FIG. 2 is a schematic diagram illustrating a positional relationship among the elements of the multiband antenna 1 with respect to the Z axis direction. As illustrated in FIG. 2, for example, the radiating element 22 that is provided in a resin substrate 45 facing a resin substrate 43 is separated a distance H2 from the resin substrate 43. Although the radiating element 22 is positioned on a surface of the resin substrate 45 on the side facing the feeding element 21, the radiating element 22 may be positioned on the resin substrate 45. Alternatively, the radiating element 22 may be positioned on a surface of the resin substrate 45 on a side opposite of the side facing the feeding element 21 or on a side surface of the resin substrate 45.

It is to be noted that the resin substrate 45 is omitted from FIG. 1 and the strip conductor 41 is omitted from FIG. 2 for better viewing of the drawings.

The non-feeding element 23 is a linear conductor that is provided close to the radiating element 22 and connected to the ground plane 42 by way of the reactance element 24 as illustrated in FIG. 1. In the embodiment of FIG. 1, the non-feeding element 23 includes an end part 23a that extends in the Y-axis direction and bent in the X-axis direction to further extend to another end part 23b in the X-axis direction. Although the non-feeding element 23 is provided on the same plane as the ground plane 42 of the resin substrate 43 in the embodiment of FIG. 2, the non-feeding element 23 may be provided on the same plane as the feeding element 21. In a case where the non-feeding element 23 is provided on the same plane as the feeding element 21, the non-feeding element 23 is connected to the ground plane 42 by way of a via. Further, in a case where the resin substrate 43 is a multilayer substrate, the non-feeding element 23 may be provided inside a layer of the resin substrate 43.
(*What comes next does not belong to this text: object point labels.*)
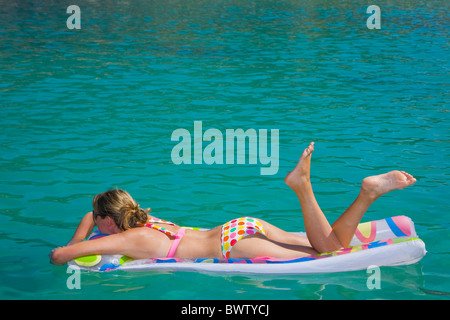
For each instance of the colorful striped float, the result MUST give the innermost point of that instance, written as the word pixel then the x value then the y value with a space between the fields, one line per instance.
pixel 387 242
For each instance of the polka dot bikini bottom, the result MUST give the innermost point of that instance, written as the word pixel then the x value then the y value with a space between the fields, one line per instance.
pixel 236 229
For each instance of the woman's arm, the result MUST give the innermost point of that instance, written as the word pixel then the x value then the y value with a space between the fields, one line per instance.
pixel 113 244
pixel 84 229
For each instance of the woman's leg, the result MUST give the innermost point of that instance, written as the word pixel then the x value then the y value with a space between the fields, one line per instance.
pixel 322 236
pixel 371 189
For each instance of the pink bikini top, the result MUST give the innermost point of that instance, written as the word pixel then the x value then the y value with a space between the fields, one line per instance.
pixel 178 236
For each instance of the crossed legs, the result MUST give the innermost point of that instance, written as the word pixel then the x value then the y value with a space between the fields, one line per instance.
pixel 322 237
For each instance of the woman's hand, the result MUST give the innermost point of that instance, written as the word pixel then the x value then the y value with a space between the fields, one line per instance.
pixel 55 256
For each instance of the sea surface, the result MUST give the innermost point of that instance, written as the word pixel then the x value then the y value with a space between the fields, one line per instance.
pixel 86 110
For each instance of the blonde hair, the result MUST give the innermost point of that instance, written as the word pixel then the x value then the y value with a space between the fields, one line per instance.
pixel 121 207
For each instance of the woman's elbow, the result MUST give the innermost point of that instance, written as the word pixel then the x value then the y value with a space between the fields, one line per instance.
pixel 57 256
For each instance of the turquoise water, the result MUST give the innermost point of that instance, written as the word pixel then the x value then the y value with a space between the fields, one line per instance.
pixel 86 110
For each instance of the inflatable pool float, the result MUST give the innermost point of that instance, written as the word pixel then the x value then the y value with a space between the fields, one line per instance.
pixel 387 242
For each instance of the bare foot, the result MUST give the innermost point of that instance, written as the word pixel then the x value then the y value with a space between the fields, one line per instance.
pixel 376 186
pixel 297 177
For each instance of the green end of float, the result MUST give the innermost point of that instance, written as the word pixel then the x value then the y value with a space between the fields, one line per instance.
pixel 88 261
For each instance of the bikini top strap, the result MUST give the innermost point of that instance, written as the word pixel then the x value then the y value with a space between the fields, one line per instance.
pixel 160 229
pixel 157 220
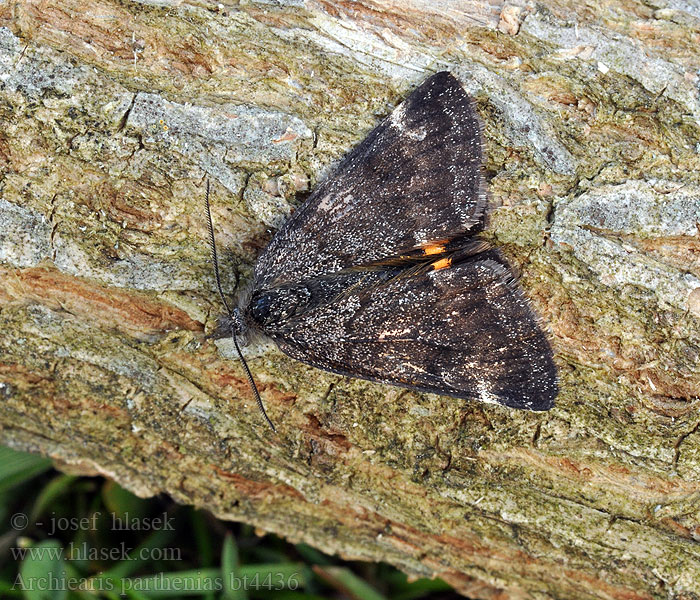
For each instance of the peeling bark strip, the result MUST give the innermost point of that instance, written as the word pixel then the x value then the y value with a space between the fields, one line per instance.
pixel 112 115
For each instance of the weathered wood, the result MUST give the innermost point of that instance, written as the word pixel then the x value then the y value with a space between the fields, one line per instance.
pixel 114 112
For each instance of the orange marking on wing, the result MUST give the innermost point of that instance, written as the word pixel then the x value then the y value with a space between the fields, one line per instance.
pixel 434 248
pixel 443 263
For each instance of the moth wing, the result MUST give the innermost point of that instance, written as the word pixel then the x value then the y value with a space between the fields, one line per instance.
pixel 415 179
pixel 465 331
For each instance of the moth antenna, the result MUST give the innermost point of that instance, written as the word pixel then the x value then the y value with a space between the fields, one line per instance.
pixel 232 316
pixel 251 381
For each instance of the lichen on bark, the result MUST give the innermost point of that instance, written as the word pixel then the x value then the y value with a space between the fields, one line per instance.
pixel 113 115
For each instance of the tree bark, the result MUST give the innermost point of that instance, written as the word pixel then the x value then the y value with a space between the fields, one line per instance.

The non-feeding element 23 is positioned away from the radiating element 22 at a distance allowing high frequency coupling between the non-feeding element 23 and the radiating element 22. The high frequency coupling between the non-feeding element 23 and the radiating element 22 may be capacitive coupling, electromagnetic coupling, or electric field coupling. For example, in a case where “λ0” is the vacuum wavelength of a resonance frequency of a fundamental mode of the radiating element 22, the shortest distance between the non-feeding element 23 and the radiating element 22 is preferably less than or equal to “0.2×λ0” from the standpoint of achieving stable high frequency coupling. Further, the non-feeding element 23 can attain a similar effect by having a portion that extends toward a direction separating from the ground plane 42 and a portion superposing the radiating element 22 from a plan view.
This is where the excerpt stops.